One cloud isn't enough

Instead of using well-known commercial clouds such as Amazon’s EC2, some research institutions and projects have opted to deploy their own private clouds using open source cloud computing platforms such as Nimbus. Some of these are “open science clouds,” which freely provide computational resources for researchers, following in the footsteps of infrastructures like Open Science Grid and the European Grid Infrastructure.

The problem is that Nimbus Infrastructure-as-a-Service alone cannot create clouds that span more than one physical computer cluster.

“Infrastructure-as-a-Service software is typically designed to leverage the fact that you are running in the protected environment of a local large area network, whereas to combine resources across providers you have to go out to the wild west of the internet,” Keahey explained.

That means that private and open clouds are limited by the size of the cluster on which they are deployed – and those clusters are usually not very large.

“It’s maybe dozens of machines in each site,” said Riteau. “What we wanted to do with our experiment is to go at a larger scale.”

Riteau demonstrates his sky computing experiment at the Open Grid Forum conference.

Image courtesy Miriam Boon.

That doesn’t just mean deploying on larger clusters, or multiple yet identical clusters. Many researchers will want to elastically overflow computations to another cloud their collaboration maintains, an open science cloud, or a commercial cloud when their computational jobs spike. A solution compatible with many different cloud architectures is also necessary.
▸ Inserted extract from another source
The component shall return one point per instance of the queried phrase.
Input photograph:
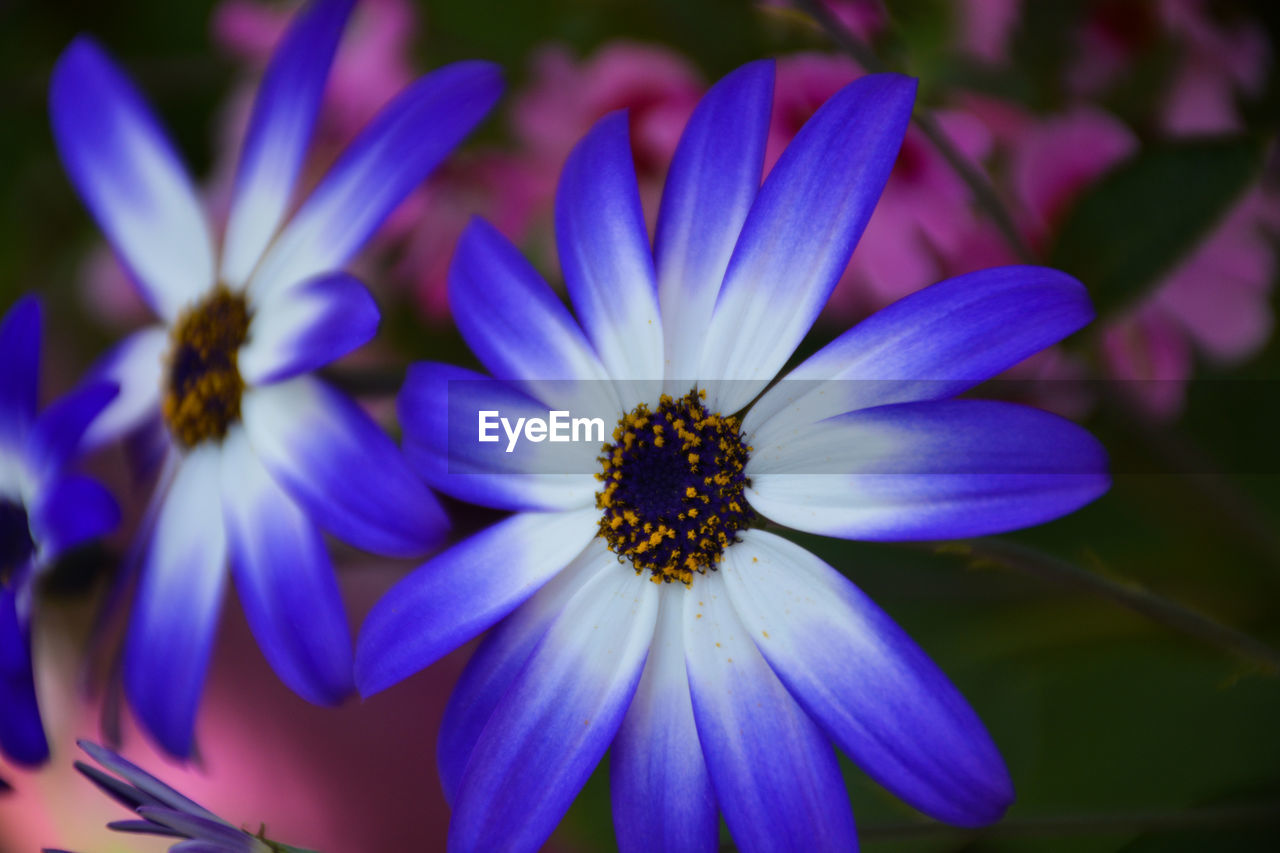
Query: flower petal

To create a heterogeneous environment where they could test the sky computing concept, Riteau and Keahey used resources from Grid’5000, a French cyberinfrastructure for large scale parallel and distributed computing research established in 2003, and FutureGrid, an American cyberinfrastructure with similar goals currently in the process of launching.

“I’m interested in blazing pathways between those two projects, because we can learn from Grid’5000, and they can collaborate with us,” said Keahey, who is one of the FutureGrid primary investigators.
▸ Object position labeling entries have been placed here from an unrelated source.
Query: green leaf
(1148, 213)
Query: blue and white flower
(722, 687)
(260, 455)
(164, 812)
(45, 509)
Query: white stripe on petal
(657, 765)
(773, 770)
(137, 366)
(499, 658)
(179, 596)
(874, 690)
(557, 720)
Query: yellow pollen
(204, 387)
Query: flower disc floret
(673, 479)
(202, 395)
“Making both of them work together was not that complicated,” Riteau said. “The biggest challenge was being able to make it go to a large scale, because when you switch from about 30 machines to 1000, you have a lot of issues that appear, and for this we had to improve some parts of the system.”

Their system used both Nimbus IaaS and sky computing tools for cloud management, including virtual machine provisioning and contextualization services; ViNe to allow the clouds to communicate with each other, and the open source software Hadoop for fault-tolerant execution of BLAST, a widely used bioinformatics application. ViNe, or Virtual Network, is a program developed by Keahey’s fellow authors on the 2009 paper about sky computing, Fortes and Tsugawa. At present, it is not open source, but someday it will be, said Riteau. These are all held together by scripts Riteau wrote to call each service, which he also plans to release as open source someday.
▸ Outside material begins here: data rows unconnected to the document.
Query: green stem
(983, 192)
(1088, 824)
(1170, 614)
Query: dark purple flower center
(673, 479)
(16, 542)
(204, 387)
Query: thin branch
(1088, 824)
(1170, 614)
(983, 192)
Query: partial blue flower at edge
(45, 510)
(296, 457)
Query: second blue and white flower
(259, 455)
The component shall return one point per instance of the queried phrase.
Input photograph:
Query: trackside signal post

In fact, some of Riteau’s work has already contributed to the world’s open source code bases.

“A lot of small improvements to make [Nimbus] scale have been integrated, and actually through a lot of these changes I was asked to become a committer on the project,” Riteau said.

At the June Open Grid Forum meeting, Riteau had the opportunity to demonstrate the system to conference attendees. In his demo, he deployed three virtual clusters on Grid’5000 and three virtual clusters on FutureGrid, which he in turn used to run BLAST computations.

“A lot of people were really interested, and also impressed by the scale of the experiment,” he said.

This experiment is only the very beginning for Riteau, Keahey, and their colleagues.

“We are continuing to work on this,” Riteau said. “For example currently we are running experiments to measure exactly performance and the scalability of the system, and we are going to publish these results soon.” They also plan to make the system automatically expand or shrink the virtual clusters depending on the jobs that are running and the deadlines the users select.

Said Keahey, “The fact is that cloud computing created new patterns and we are having to figure out now how to build tools that will take advantage of those patterns.”